今から5年ほど前の日曜日、久しぶりに休んで暖かい春の日差しを受けて縁側に腰を下ろして何気なく植木を眺めていると、垣根の近くに約15センチ程に伸びた南天の木が芽生えているのを見つけました。
誰が蒔いたのか、植えたのかは家族の者は誰も知りません。多分、冬に小鳥が垣根に出来た木の実(餌)を食べにきた時に落とした糞の中に南天の実が混ざっていたのが発生したものと思っています。白南天の木です。時は定かでないが一心寺門前浪曲寄席にお越し下さる古老の方から南天にまつわる楽しい話を聴いたのを思い出しました。
お正月の飾りものに南天を使う訳は「難を転じて福となる」と言われているそうで、縁起の良い樹木だそうです。真っ赤な実は不浄を清め純粋な気持ちで物事に打ち込める活力を与えて呉れているそうです。また寒風や雪の中で育つ強力な生命が漲っている、床の間や居間などに水仙などと一緒に生けたり、松・竹・梅などと共に鉢物として生けるのも良いと言われています。

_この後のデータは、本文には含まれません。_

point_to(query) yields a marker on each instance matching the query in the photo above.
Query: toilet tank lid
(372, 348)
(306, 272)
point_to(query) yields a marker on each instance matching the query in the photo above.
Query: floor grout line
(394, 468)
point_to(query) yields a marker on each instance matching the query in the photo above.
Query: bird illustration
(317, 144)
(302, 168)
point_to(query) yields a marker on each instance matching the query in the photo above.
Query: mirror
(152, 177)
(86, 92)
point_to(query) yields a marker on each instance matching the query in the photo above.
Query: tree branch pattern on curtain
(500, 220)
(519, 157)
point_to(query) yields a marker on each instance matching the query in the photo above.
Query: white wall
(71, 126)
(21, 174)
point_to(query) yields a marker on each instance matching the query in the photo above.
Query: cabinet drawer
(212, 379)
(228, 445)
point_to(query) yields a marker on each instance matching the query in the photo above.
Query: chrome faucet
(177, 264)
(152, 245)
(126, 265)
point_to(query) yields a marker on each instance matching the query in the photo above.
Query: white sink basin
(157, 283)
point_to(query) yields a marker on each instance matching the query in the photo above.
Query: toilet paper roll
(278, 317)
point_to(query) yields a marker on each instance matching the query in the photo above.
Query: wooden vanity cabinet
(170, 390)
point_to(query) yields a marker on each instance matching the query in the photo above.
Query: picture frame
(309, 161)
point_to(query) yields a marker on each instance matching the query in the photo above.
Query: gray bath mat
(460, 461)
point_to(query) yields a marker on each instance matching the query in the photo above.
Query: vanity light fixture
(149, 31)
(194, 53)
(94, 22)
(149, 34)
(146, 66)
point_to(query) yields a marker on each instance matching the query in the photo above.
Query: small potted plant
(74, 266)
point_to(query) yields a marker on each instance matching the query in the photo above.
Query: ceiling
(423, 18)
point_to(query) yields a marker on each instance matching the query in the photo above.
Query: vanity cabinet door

故に鬼門に当たる場所に植える方もおられるとか、身近なところでは快気祝いなどに使われる、赤飯の上に南天の葉を表向きに置いてあるのは、只の飾りだけでなく腐敗防止に役立っているそうです。また南天の箸でものを食べると歯にも良く不老長寿無病息災の祈りが込められているとか、子供の頃にはよく雪が降り積もりました。
雪だるまを作った時は目玉は豆炭をはめ込み、眉毛や鼻と口には木炭を使いました。兎を作った時は目玉は南天の真っ赤な実を入れて耳には南天の葉を差して遊んだのも昨日のように覚えております、私達の日常生活に密着した樹木です。まだ色々な活用方法を沢山教わりましたが、時は流れ日が経つにつれて私の記憶が立ち去ってゆきました。猛暑及び厳寒に耐え忍び体力を養い来春には一段と大きく成長して呉れるのを楽しみにしています。早く垣根と並ぶのを心待ちしています。